Major geological faults and fractures in the Earth's crust can both guide rising magma and help prevent volcanic eruptions, according to an international team of researchers.

Their study examined a "stealth" injection of magma, which travelled undetected through an existing fault system before stalling and creating a series of earthquakes in its wake.

This powerful volcano-tectonic unrest affected São Jorge Island in the Azores, an active volcanic island, which has erupted at least three times in the last 400 years and is home to 8,000 people.

In March 2022, the region experienced lots of earthquakes, prompting fears of a new eruption and posing a real challenge to civil authorities who were grappling with how to tackle the crisis.

Drawing on the support of a Natural Environment Research Council (NERC) Urgency Grant, a team led by UCL, the Spanish National Research Council and supported by Cardiff University, deployed land-based and ocean bottom seismometers to study the crisis and contribute to a better understanding of the volcanic system.

Their findings, published in Nature Communications , provide key insights for improving volcanic hazard forecasting, showing how large magma intrusions can occur rapidly and with limited warning, and that major geological faults can strongly influence whether magma erupts or stalls underground.

"This was a stealthy intrusion," said lead author Dr Stephen Hicks from UCL.

"Magma moved quickly through the crust, but much of its journey was silent, making it difficult to forecast whether an eruption would occur."

A photograph of researchers lowering a piece of equipment into the ocean from the deck of a ship.
The team deployed land-based and ocean bottom seismometers to study the crisis and contribute to a better understanding of the volcanic system.
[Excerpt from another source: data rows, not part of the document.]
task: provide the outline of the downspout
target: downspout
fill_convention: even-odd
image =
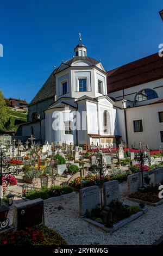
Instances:
[[[126,102],[127,100],[124,99],[124,89],[123,89],[123,100],[122,100],[123,107],[124,109],[124,126],[125,126],[125,133],[126,138],[126,145],[128,147],[128,132],[127,126],[127,117],[126,117]]]

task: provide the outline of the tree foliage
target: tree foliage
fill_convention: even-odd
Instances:
[[[4,125],[10,117],[7,109],[3,94],[0,90],[0,131],[4,130]]]

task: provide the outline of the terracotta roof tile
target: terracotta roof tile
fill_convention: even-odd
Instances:
[[[163,78],[163,57],[158,53],[108,72],[108,93]]]

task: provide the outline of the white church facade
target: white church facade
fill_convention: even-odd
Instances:
[[[106,71],[81,43],[53,71],[17,135],[42,144],[163,147],[163,57],[158,53]]]
[[[56,101],[45,113],[46,140],[74,145],[119,142],[116,108],[107,95],[107,73],[79,44],[54,72]],[[57,124],[57,120],[58,124]]]

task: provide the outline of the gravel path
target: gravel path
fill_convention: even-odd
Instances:
[[[46,225],[57,230],[69,245],[152,245],[162,235],[162,205],[149,206],[147,214],[110,234],[79,217],[78,194],[45,207]]]
[[[128,205],[136,204],[125,199],[126,182],[120,184],[120,189],[121,200]],[[17,203],[20,198],[17,199]],[[75,197],[56,202],[54,205],[45,205],[45,224],[57,230],[68,245],[152,245],[163,234],[163,205],[149,206],[147,213],[114,233],[105,233],[83,220],[79,217],[79,209],[78,193]],[[9,213],[11,223],[12,214],[13,206]]]

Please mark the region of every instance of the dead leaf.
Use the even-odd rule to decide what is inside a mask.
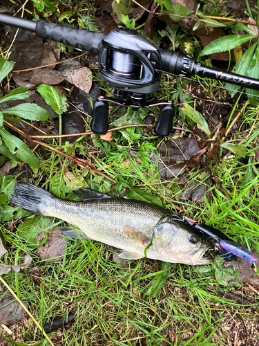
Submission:
[[[206,46],[208,46],[213,41],[225,36],[225,33],[220,28],[212,28],[211,30],[209,31],[203,26],[195,30],[194,33],[200,39],[203,48],[205,48]],[[229,52],[215,53],[214,54],[211,54],[210,56],[211,59],[214,59],[215,60],[229,60]]]
[[[10,38],[11,42],[12,36]],[[37,34],[24,30],[19,30],[14,46],[10,58],[16,62],[15,71],[42,66],[43,40]]]
[[[55,125],[59,130],[59,118],[55,119]],[[62,134],[81,134],[85,131],[85,122],[79,111],[73,107],[68,107],[68,112],[62,114]],[[62,138],[62,143],[68,141],[73,143],[80,136],[71,136]]]
[[[41,260],[48,262],[61,261],[66,247],[66,239],[60,235],[62,234],[60,228],[52,228],[51,233],[48,235],[48,242],[38,248],[38,255]],[[40,244],[46,239],[45,232],[41,232],[37,239]]]
[[[74,86],[70,97],[70,102],[81,111],[92,116],[92,103],[98,99],[101,95],[99,88],[97,84],[93,84],[89,93]]]
[[[193,138],[166,140],[160,146],[158,161],[160,177],[184,182],[189,167],[193,167],[193,157],[198,152]]]
[[[251,263],[240,260],[238,262],[233,262],[233,265],[239,271],[240,279],[243,282],[252,282],[254,284],[259,284],[259,278],[256,275]]]
[[[92,87],[92,79],[88,75],[92,75],[92,71],[88,67],[81,67],[81,64],[75,60],[62,62],[58,70],[67,77],[66,80],[75,85],[85,93],[88,93]]]
[[[75,85],[85,93],[89,93],[92,87],[92,71],[88,67],[82,67],[79,70],[75,70],[73,73],[68,75],[66,80]]]
[[[48,334],[48,333],[52,333],[59,328],[64,328],[64,326],[74,322],[75,313],[70,313],[66,317],[57,317],[52,320],[51,322],[45,323],[43,326],[45,332]]]
[[[100,135],[100,139],[104,139],[105,140],[113,140],[113,132],[107,132],[105,134],[101,134]]]
[[[22,264],[19,264],[19,266],[8,266],[6,264],[0,264],[0,275],[3,274],[7,274],[12,269],[15,271],[15,273],[19,273],[21,269],[23,269],[24,268],[28,268],[30,264],[32,263],[32,259],[30,256],[30,255],[26,255],[24,256],[24,261]]]
[[[35,85],[46,84],[54,85],[61,83],[66,78],[66,75],[56,70],[48,69],[36,69],[28,74],[27,80]]]
[[[28,308],[28,304],[23,302]],[[0,325],[13,325],[23,318],[26,311],[15,298],[6,292],[0,293]]]
[[[46,67],[46,69],[52,70],[55,65],[52,64],[55,64],[56,62],[58,62],[58,60],[56,58],[55,55],[54,54],[52,51],[52,46],[50,44],[48,44],[48,43],[46,43],[44,44],[44,53],[43,53],[43,57],[42,57],[42,66],[45,65],[50,65]],[[59,48],[60,51],[60,48]]]
[[[180,197],[180,200],[190,199],[193,202],[204,202],[204,196],[213,183],[209,176],[204,179],[204,172],[200,172],[195,179],[187,184],[182,196]],[[209,172],[207,172],[207,175],[209,176]],[[207,199],[209,201],[211,196],[211,192],[207,193],[206,196]]]

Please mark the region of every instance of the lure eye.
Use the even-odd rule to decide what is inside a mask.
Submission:
[[[193,235],[191,236],[189,241],[191,244],[197,244],[199,242],[199,237]]]

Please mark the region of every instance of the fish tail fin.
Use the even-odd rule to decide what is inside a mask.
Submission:
[[[52,197],[52,194],[38,186],[17,181],[15,186],[14,193],[10,197],[10,201],[18,207],[38,215],[43,215],[40,211],[42,202],[46,203],[46,197]]]

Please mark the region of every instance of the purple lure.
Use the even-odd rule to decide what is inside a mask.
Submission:
[[[244,246],[242,246],[242,245],[239,245],[230,240],[220,240],[220,244],[224,250],[233,253],[238,257],[249,263],[253,263],[257,261],[257,258],[253,253],[247,250],[247,248],[244,248]]]

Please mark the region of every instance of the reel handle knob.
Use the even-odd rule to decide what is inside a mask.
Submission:
[[[94,103],[92,121],[90,125],[93,132],[99,134],[107,132],[109,129],[108,111],[109,107],[107,102],[97,100]]]
[[[172,132],[175,113],[175,109],[173,104],[166,104],[161,107],[158,120],[154,128],[158,136],[169,136]]]

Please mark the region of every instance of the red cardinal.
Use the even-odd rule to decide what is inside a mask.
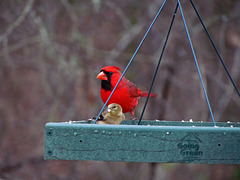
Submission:
[[[113,88],[117,84],[119,78],[121,77],[121,70],[116,66],[106,66],[101,69],[97,78],[101,81],[101,97],[105,103],[111,94]],[[125,77],[122,78],[118,84],[115,92],[108,101],[108,104],[117,103],[120,104],[123,110],[123,113],[130,112],[134,117],[134,109],[138,104],[138,99],[140,97],[146,97],[148,92],[142,92],[135,84],[127,80]],[[156,96],[155,94],[150,94],[150,97]]]

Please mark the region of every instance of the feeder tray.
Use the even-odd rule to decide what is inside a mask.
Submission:
[[[137,122],[134,122],[135,124]],[[45,159],[240,164],[240,123],[47,123]]]

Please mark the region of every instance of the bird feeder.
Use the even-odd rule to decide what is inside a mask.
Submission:
[[[240,123],[47,123],[45,159],[240,164]]]
[[[125,74],[166,1],[167,0],[164,1],[162,7],[155,16],[154,21],[150,25],[147,33],[139,44],[122,75]],[[190,2],[240,97],[240,93],[215,45],[213,44],[213,41],[207,32],[192,0],[190,0]],[[166,36],[152,85],[178,8],[181,11],[182,19],[213,123],[193,121],[169,122],[158,120],[141,121],[143,113],[140,120],[135,121],[134,124],[132,124],[131,120],[125,120],[120,125],[99,125],[89,123],[89,121],[47,123],[45,126],[45,159],[240,164],[240,123],[215,123],[214,121],[213,113],[204,88],[200,69],[179,0],[177,0],[177,6]],[[145,107],[146,104],[144,106],[144,110]],[[104,107],[102,110],[103,109]],[[98,117],[100,114],[101,112]]]

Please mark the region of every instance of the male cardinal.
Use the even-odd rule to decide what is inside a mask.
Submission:
[[[101,69],[97,78],[101,81],[101,97],[102,101],[105,103],[111,94],[113,88],[117,84],[119,78],[121,77],[120,68],[116,66],[106,66]],[[118,84],[115,92],[108,101],[108,104],[117,103],[122,107],[123,113],[130,112],[133,119],[134,109],[138,104],[138,99],[140,97],[146,97],[148,92],[142,92],[135,84],[123,77]],[[150,97],[156,96],[155,94],[150,94]],[[107,104],[107,105],[108,105]]]
[[[120,124],[124,119],[122,107],[119,104],[112,103],[102,112],[97,124]]]

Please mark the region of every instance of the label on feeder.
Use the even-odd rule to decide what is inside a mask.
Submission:
[[[179,153],[183,158],[198,158],[203,155],[200,150],[200,145],[202,141],[194,133],[188,133],[185,137],[181,139],[177,147],[180,149]]]

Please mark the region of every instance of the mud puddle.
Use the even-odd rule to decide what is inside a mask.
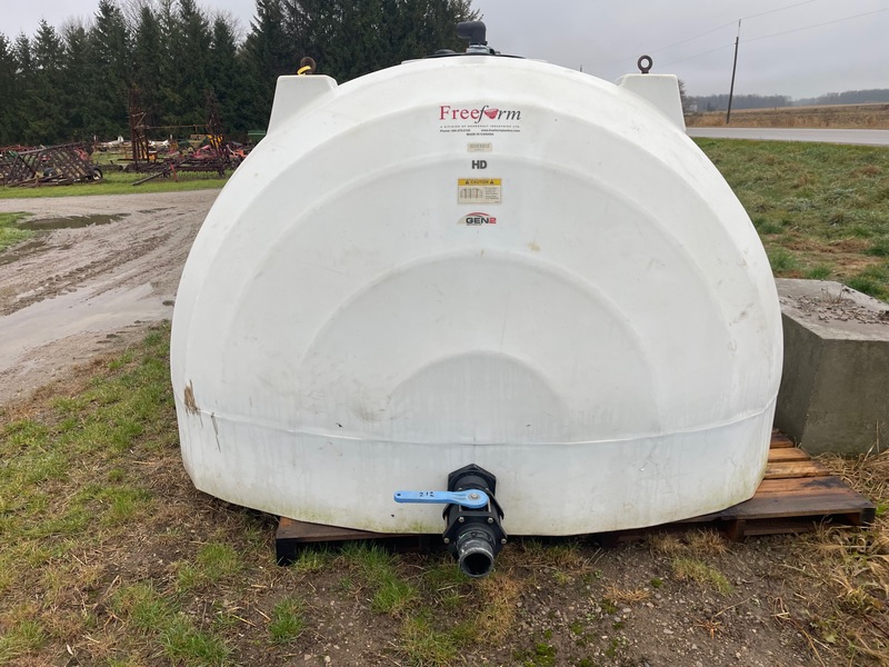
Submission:
[[[19,229],[32,231],[49,231],[51,229],[80,229],[93,225],[109,225],[129,216],[129,213],[96,213],[92,216],[66,216],[63,218],[42,218],[40,220],[26,220],[19,222]]]
[[[24,241],[23,243],[14,246],[11,250],[0,252],[0,267],[40,252],[46,245],[46,239],[31,239],[30,241]]]
[[[79,289],[32,303],[3,318],[0,368],[13,367],[28,350],[68,336],[169,318],[172,308],[167,302],[147,282],[98,295],[94,289]]]

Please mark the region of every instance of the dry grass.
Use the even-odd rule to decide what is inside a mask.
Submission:
[[[710,528],[698,528],[682,534],[655,532],[647,537],[652,554],[662,556],[687,555],[695,558],[721,556],[728,552],[726,539]]]
[[[693,113],[686,118],[686,125],[692,128],[723,127],[726,112]],[[731,112],[731,126],[738,128],[889,129],[889,104],[736,109]]]
[[[646,588],[621,588],[609,584],[605,587],[605,595],[602,597],[615,606],[630,605],[645,603],[651,597],[651,591]]]

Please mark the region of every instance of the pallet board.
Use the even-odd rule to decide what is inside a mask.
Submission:
[[[876,507],[870,500],[852,490],[836,475],[831,475],[825,466],[813,461],[786,436],[773,431],[765,478],[750,500],[665,526],[599,534],[595,537],[603,546],[611,546],[638,539],[651,531],[709,526],[721,530],[730,539],[738,540],[752,535],[805,532],[823,521],[862,526],[872,522],[875,516]],[[369,532],[281,518],[276,536],[276,551],[279,563],[288,563],[304,545],[363,539],[384,540],[399,550],[426,551],[443,548],[441,536],[438,535]]]

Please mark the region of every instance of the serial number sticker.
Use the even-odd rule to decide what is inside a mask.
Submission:
[[[503,179],[460,178],[457,179],[457,201],[459,203],[500,203],[503,198]]]
[[[469,143],[467,149],[469,152],[492,152],[493,143]]]

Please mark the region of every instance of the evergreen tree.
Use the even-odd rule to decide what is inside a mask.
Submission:
[[[149,6],[139,12],[139,22],[133,32],[132,81],[138,88],[148,125],[158,125],[161,103],[160,72],[167,58],[160,22]]]
[[[20,32],[12,48],[12,58],[16,63],[14,98],[12,106],[12,131],[16,142],[39,143],[42,138],[37,137],[30,129],[33,109],[38,102],[34,94],[34,61],[31,54],[31,41]]]
[[[61,143],[70,132],[70,122],[62,100],[62,41],[56,29],[40,20],[32,42],[33,52],[33,107],[26,131],[29,141]]]
[[[129,31],[123,13],[112,0],[99,0],[96,23],[90,30],[90,118],[88,127],[100,137],[128,131]]]
[[[89,72],[90,44],[87,28],[83,23],[69,21],[62,27],[62,51],[64,67],[62,70],[61,92],[67,109],[69,139],[92,139],[88,126],[89,118]]]
[[[181,107],[178,125],[202,125],[207,120],[206,94],[210,54],[210,26],[194,0],[179,0],[179,34],[172,42],[177,87]]]
[[[12,43],[0,32],[0,146],[17,141],[16,115],[16,56]]]
[[[282,0],[257,0],[257,16],[244,41],[244,60],[248,68],[248,121],[254,127],[266,127],[278,77],[292,74],[297,69],[293,41],[284,29]]]
[[[210,88],[219,100],[219,115],[229,133],[246,135],[249,129],[246,115],[249,100],[244,94],[248,88],[243,61],[238,56],[238,46],[231,24],[223,17],[213,21],[213,37],[210,43],[208,63]]]

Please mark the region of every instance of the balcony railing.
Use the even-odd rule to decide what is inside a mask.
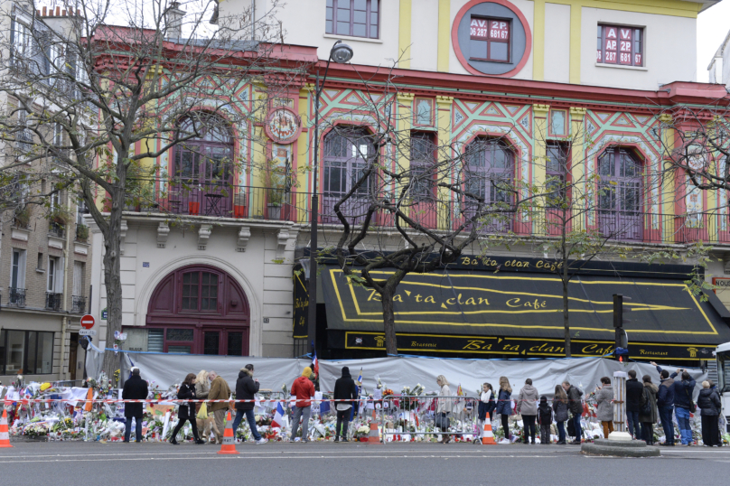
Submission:
[[[86,312],[86,297],[83,295],[71,296],[71,313],[84,313]]]
[[[201,182],[192,180],[135,181],[130,192],[132,203],[126,210],[164,212],[181,216],[253,219],[309,223],[312,194],[296,188],[280,189],[234,184]],[[340,195],[322,193],[319,197],[319,222],[339,225],[334,205]],[[342,205],[342,212],[351,224],[363,221],[370,199],[353,197]],[[411,201],[410,218],[425,228],[450,229],[464,223],[460,201],[422,200]],[[374,215],[371,224],[392,228],[392,217]],[[651,244],[730,245],[730,216],[722,212],[671,215],[661,213],[594,210],[570,218],[561,224],[558,210],[518,210],[501,216],[490,216],[479,221],[482,234],[513,233],[532,237],[557,237],[563,227],[568,231],[587,230],[609,239]]]
[[[61,300],[63,300],[63,294],[46,292],[46,309],[49,311],[60,311]]]
[[[17,287],[8,287],[7,303],[15,307],[25,307],[25,289]]]

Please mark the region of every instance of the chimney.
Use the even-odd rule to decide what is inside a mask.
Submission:
[[[167,23],[167,38],[180,39],[182,37],[182,17],[187,14],[180,9],[179,2],[170,4],[170,8],[165,14],[165,23]]]

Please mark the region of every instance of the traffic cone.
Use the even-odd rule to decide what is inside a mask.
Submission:
[[[233,427],[230,425],[230,412],[226,418],[226,430],[223,431],[223,444],[220,445],[220,454],[237,454],[236,439],[233,436]]]
[[[370,422],[370,431],[368,433],[367,444],[380,444],[380,431],[378,429],[378,423],[375,421],[375,409],[372,410],[372,421]]]
[[[489,419],[489,415],[484,418],[484,434],[482,435],[482,445],[496,445],[494,442],[494,434],[491,433],[491,420]]]
[[[0,418],[0,449],[13,447],[10,445],[10,435],[7,433],[7,412],[3,406],[3,418]]]

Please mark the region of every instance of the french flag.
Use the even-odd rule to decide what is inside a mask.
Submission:
[[[281,428],[282,425],[284,425],[284,407],[281,406],[281,402],[277,402],[276,412],[274,414],[274,420],[271,421],[271,426]]]

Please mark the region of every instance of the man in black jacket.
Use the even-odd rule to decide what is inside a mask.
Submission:
[[[626,418],[629,420],[629,434],[634,439],[641,438],[639,429],[639,412],[641,410],[641,397],[644,394],[644,384],[636,379],[636,371],[629,370],[626,380]]]
[[[254,378],[254,365],[248,364],[241,368],[239,371],[239,379],[236,380],[236,399],[237,400],[253,400],[254,396],[258,393],[258,380]],[[243,416],[248,421],[248,427],[251,429],[251,434],[254,436],[256,444],[266,444],[268,442],[258,434],[258,428],[256,426],[256,416],[254,415],[254,402],[236,402],[236,418],[233,419],[233,436],[236,436],[236,431],[239,430],[239,425],[243,419]]]
[[[357,405],[358,388],[355,380],[350,376],[350,369],[342,368],[342,377],[334,382],[334,399],[348,400],[346,402],[336,401],[337,410],[337,428],[334,430],[334,442],[340,442],[340,433],[342,434],[342,442],[347,441],[347,425],[350,421],[350,408]],[[352,400],[351,403],[350,400]]]
[[[149,390],[147,382],[139,376],[139,368],[132,369],[132,376],[125,381],[122,388],[123,400],[144,400],[147,397]],[[144,403],[126,403],[124,405],[124,416],[126,426],[124,431],[124,442],[129,442],[132,434],[132,418],[135,419],[135,435],[136,442],[142,442],[142,415],[145,411]]]

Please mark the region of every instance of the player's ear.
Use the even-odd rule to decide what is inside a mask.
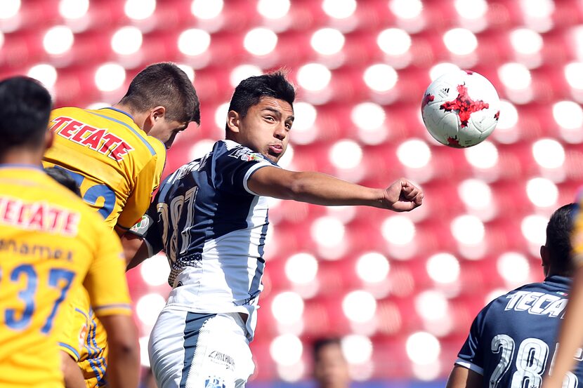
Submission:
[[[551,264],[551,257],[549,254],[549,248],[546,246],[540,246],[540,258],[542,262],[542,266],[549,267]]]
[[[231,131],[237,133],[239,132],[240,116],[234,110],[230,110],[227,114],[227,126]]]

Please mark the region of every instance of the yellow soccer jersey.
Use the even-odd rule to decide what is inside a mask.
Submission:
[[[575,262],[581,266],[583,265],[583,191],[579,194],[579,206],[573,222],[571,245]]]
[[[145,213],[160,182],[166,147],[128,114],[114,108],[54,109],[55,142],[45,166],[70,171],[83,199],[112,227],[129,229]]]
[[[61,387],[59,325],[84,286],[100,314],[131,314],[121,244],[40,168],[0,165],[0,387]]]

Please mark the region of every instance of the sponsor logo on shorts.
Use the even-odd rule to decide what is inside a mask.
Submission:
[[[228,369],[235,370],[235,360],[228,354],[213,350],[209,354],[209,358],[214,363],[224,365]]]
[[[225,388],[225,383],[221,377],[209,377],[204,382],[204,388]]]
[[[150,226],[151,220],[152,220],[150,217],[145,214],[142,216],[142,219],[140,220],[137,224],[131,227],[130,230],[136,234],[142,236],[148,230],[148,227]]]

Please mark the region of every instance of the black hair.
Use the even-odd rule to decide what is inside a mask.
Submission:
[[[555,210],[546,224],[545,246],[551,251],[552,265],[557,272],[569,273],[573,269],[571,234],[577,211],[575,203],[564,205]]]
[[[249,108],[258,104],[263,97],[283,100],[293,108],[296,91],[281,70],[250,76],[242,81],[235,88],[229,104],[229,111],[235,111],[241,117],[244,117]],[[225,129],[228,131],[228,128]]]
[[[180,67],[169,62],[150,65],[133,77],[119,101],[136,111],[162,105],[166,119],[200,125],[200,102],[192,83]]]
[[[319,359],[320,351],[323,348],[329,345],[341,346],[340,338],[337,337],[329,337],[326,338],[319,338],[314,341],[312,344],[312,354],[314,357],[315,361],[317,361]]]
[[[0,81],[0,156],[15,147],[41,147],[51,108],[51,95],[38,81],[15,76]]]
[[[81,190],[79,189],[79,185],[67,171],[57,167],[45,167],[44,172],[46,173],[46,175],[81,196]]]

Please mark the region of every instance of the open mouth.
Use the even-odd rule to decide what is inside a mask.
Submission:
[[[283,152],[283,147],[278,144],[273,144],[269,146],[269,153],[272,155],[279,156]]]

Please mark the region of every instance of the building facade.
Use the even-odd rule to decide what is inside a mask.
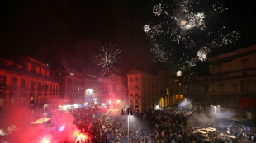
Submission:
[[[175,105],[183,99],[181,82],[166,72],[152,75],[130,70],[126,76],[129,105],[140,113]]]
[[[88,75],[84,78],[85,86],[85,100],[87,102],[93,102],[95,104],[101,102],[101,99],[98,98],[98,81],[97,76],[93,75]]]
[[[193,109],[209,112],[211,106],[256,118],[256,45],[209,59],[209,75],[195,76],[187,85]]]
[[[31,58],[0,60],[0,108],[43,105],[59,98],[59,82],[50,67]]]
[[[115,73],[97,79],[98,99],[107,104],[120,102],[127,105],[127,79]]]
[[[84,76],[81,73],[72,73],[67,71],[59,72],[59,97],[64,104],[82,104],[85,102]]]

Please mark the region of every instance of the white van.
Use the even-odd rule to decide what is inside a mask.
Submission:
[[[207,133],[215,133],[215,131],[216,131],[215,128],[212,127],[207,127],[207,128],[202,128],[201,129],[202,131],[207,132]]]

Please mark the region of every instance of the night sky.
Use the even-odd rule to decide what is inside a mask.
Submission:
[[[217,19],[238,29],[241,39],[212,55],[256,44],[255,4],[229,1],[228,19]],[[53,67],[97,74],[93,60],[104,43],[123,48],[125,72],[152,72],[156,63],[143,26],[152,21],[158,1],[9,1],[0,2],[0,56],[30,56]]]

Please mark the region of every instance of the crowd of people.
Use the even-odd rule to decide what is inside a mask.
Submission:
[[[116,111],[117,112],[117,111]],[[183,143],[183,142],[229,142],[225,135],[232,135],[236,140],[255,141],[255,133],[246,127],[238,123],[229,124],[221,122],[218,124],[209,124],[216,131],[209,133],[207,140],[201,140],[203,136],[195,135],[196,128],[208,127],[203,126],[187,126],[187,119],[191,116],[197,116],[193,112],[178,110],[157,110],[147,113],[134,113],[130,115],[129,136],[128,116],[102,111],[97,108],[81,108],[72,111],[75,117],[75,124],[83,131],[89,135],[87,142],[102,143]],[[225,124],[225,126],[224,126]]]

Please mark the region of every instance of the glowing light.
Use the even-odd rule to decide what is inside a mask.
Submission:
[[[190,77],[187,71],[197,62],[206,61],[212,48],[235,44],[240,39],[239,31],[225,31],[224,28],[213,31],[212,27],[219,25],[207,25],[216,20],[207,14],[228,10],[222,2],[182,0],[161,1],[154,5],[153,15],[156,16],[143,27],[154,62],[180,69],[183,77]],[[207,48],[202,48],[206,45]]]
[[[88,136],[87,134],[80,133],[79,130],[76,130],[73,136],[75,136],[76,140],[75,142],[85,142],[87,139],[88,139]]]
[[[50,140],[44,137],[40,143],[50,143]]]
[[[95,62],[102,68],[102,76],[109,72],[111,69],[116,69],[115,64],[119,62],[118,60],[121,58],[119,54],[122,52],[121,49],[116,47],[115,44],[104,44],[102,45],[101,53],[95,57]]]
[[[178,72],[177,72],[176,76],[181,76],[182,74],[183,74],[182,71],[178,71]]]
[[[206,61],[207,58],[207,54],[210,53],[210,49],[206,47],[202,47],[198,52],[197,52],[197,58],[201,61]]]
[[[162,11],[163,7],[161,6],[161,3],[159,3],[159,5],[155,5],[153,8],[153,13],[157,16],[160,16]]]
[[[145,32],[149,32],[150,30],[151,30],[150,26],[148,25],[145,25],[145,26],[144,26],[144,31],[145,31]]]
[[[59,129],[59,131],[63,131],[64,128],[65,128],[65,126],[62,126],[62,127]]]

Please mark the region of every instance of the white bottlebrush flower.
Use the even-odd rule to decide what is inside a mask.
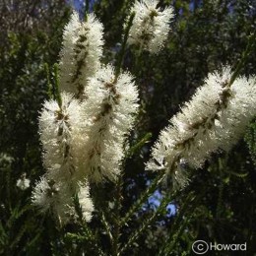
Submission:
[[[88,183],[79,182],[78,199],[81,206],[83,218],[86,222],[92,220],[92,214],[94,212],[94,204],[90,198],[90,187]]]
[[[42,213],[53,213],[61,224],[66,224],[74,215],[72,210],[72,193],[64,183],[56,183],[45,176],[36,183],[32,196],[32,202]]]
[[[180,160],[201,167],[212,153],[227,151],[237,141],[256,114],[256,83],[255,78],[237,78],[229,87],[230,78],[228,67],[208,76],[204,86],[161,131],[147,169],[165,169],[182,184]]]
[[[113,180],[120,172],[125,135],[134,123],[138,91],[133,77],[124,72],[115,78],[108,65],[89,81],[83,118],[90,122],[85,133],[85,173],[91,181]]]
[[[165,42],[169,32],[169,22],[173,18],[173,8],[158,8],[158,1],[136,1],[133,25],[127,40],[152,53],[158,53]]]
[[[82,96],[89,77],[95,75],[102,55],[103,27],[89,14],[80,22],[74,12],[64,29],[63,48],[60,54],[60,89]]]
[[[61,107],[56,100],[44,102],[39,116],[39,133],[48,178],[71,181],[79,165],[84,140],[81,104],[67,93],[62,93],[61,98]]]
[[[22,190],[26,190],[30,187],[31,180],[26,178],[26,173],[23,173],[21,175],[21,178],[19,178],[16,182],[17,187],[19,187]]]

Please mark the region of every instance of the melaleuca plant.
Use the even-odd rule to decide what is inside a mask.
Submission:
[[[60,60],[55,66],[54,94],[45,100],[39,113],[46,171],[35,184],[32,204],[43,213],[52,213],[61,226],[82,222],[86,226],[83,235],[92,240],[94,229],[87,223],[100,219],[112,255],[125,255],[156,218],[165,213],[175,193],[186,187],[189,170],[201,168],[213,153],[231,149],[256,113],[255,76],[239,76],[254,42],[251,36],[239,64],[216,67],[216,71],[209,73],[191,99],[160,132],[145,163],[145,171],[157,172],[157,178],[130,211],[120,215],[125,160],[149,139],[147,135],[133,147],[128,143],[131,131],[136,130],[140,84],[135,82],[132,71],[123,70],[124,54],[133,49],[138,54],[148,51],[158,56],[170,32],[173,17],[171,6],[160,8],[156,0],[136,1],[124,25],[116,62],[103,63],[102,24],[94,14],[88,13],[85,21],[81,21],[73,12],[64,29]],[[124,226],[166,180],[171,181],[171,192],[135,233],[120,244]],[[112,223],[104,213],[98,216],[100,209],[94,203],[95,195],[90,193],[107,183],[115,191],[114,205],[109,204],[114,216]],[[98,254],[108,252],[100,247],[100,241],[96,240],[95,246]]]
Credit Dr Ricardo Ramalho

The team reconstructed the detailed underground movement of magma using high-resolution earthquake locations from land and ocean-bottom seismometers and ground deformation from satellite radar and GPS data.

They found that a vertical sheet of magma, known as a dike, rose rapidly from more than 20km below the surface before stalling just 1.6 km beneath the island.

Much of this ascent occurred with little seismic activity, with most earthquakes occurring after the magma stopped ascending.

Ricardo Ramalho
We almost always think that magma injections are inevitably accompanied by significant earthquake activity as soon they enter the Earth's crust. Our data show many can be stealthy, posing a real challenge to volcano-monitoring agencies and civil authorities.
Dr Ricardo Ramalho Senior Lecturer in Geo-Environmental Hazards

The team accessed satellite observations, which showed the volcano's surface rose by 6cm, confirming that magma had entered the shallow crust.

Intrusions of this kind – known as a failed eruption – help grow islands, according to the team, who demonstrate the process in their study's unprecedented sharp earthquake maps.

The magma rose through the Pico do Carvão Fault Zone – one of the island's main fault systems.

By studying geological traces left by ancient earthquakes, scientists had previously found that this fault system has produced large earthquakes.

But instead of a single large earthquake, the unrest from rising magma produced many small earthquakes clustered along this fault.

The team interpreted that the fault helped guide magma upward and may also have allowed gases and fluids to escape sideways, lowering pressure in the magma and helping halt its ascent.

"The fault acted like both a highway and a leak," said Dr Pablo J González, the study's co-lead author from the Spanish National Research Council (IPNA-CSIC) in Tenerife.

"It helped magma rise but may also have prevented an eruption."

Their research leads to a better understanding of volcanic systems and how they operate in complex tectonic settings, the team say.

"Our findings will support local authorities in assessing a potential volcanic threat, in the future" added Dr Ramalho.

Ricardo Ramalho
The lessons learned here can be applied to many other places, such as Iceland, East Africa, the Caribbean and more, which really highlights the value of combining onshore and offshore geophysical data for accurate detection and localisation of seismic events and ground deformation.
Dr Ricardo Ramalho Senior Lecturer in Geo-Environmental Hazards

Professor Ana Ferreira, co-author from UCL, reflected: "Securing urgent NERC funding to access equipment from its Geophysical Equipment Facility (GEF), alongside additional support from Portugal, was a tremendous collective effort and a clear example of transnational cooperation between academic and civil institutions in Portugal, the UK, and Spain."

Their paper, 'Fault-mediated magma propagation and triggered seismicity revealed by the 2022 São Jorge Azores unrest', is published in Nature Communications.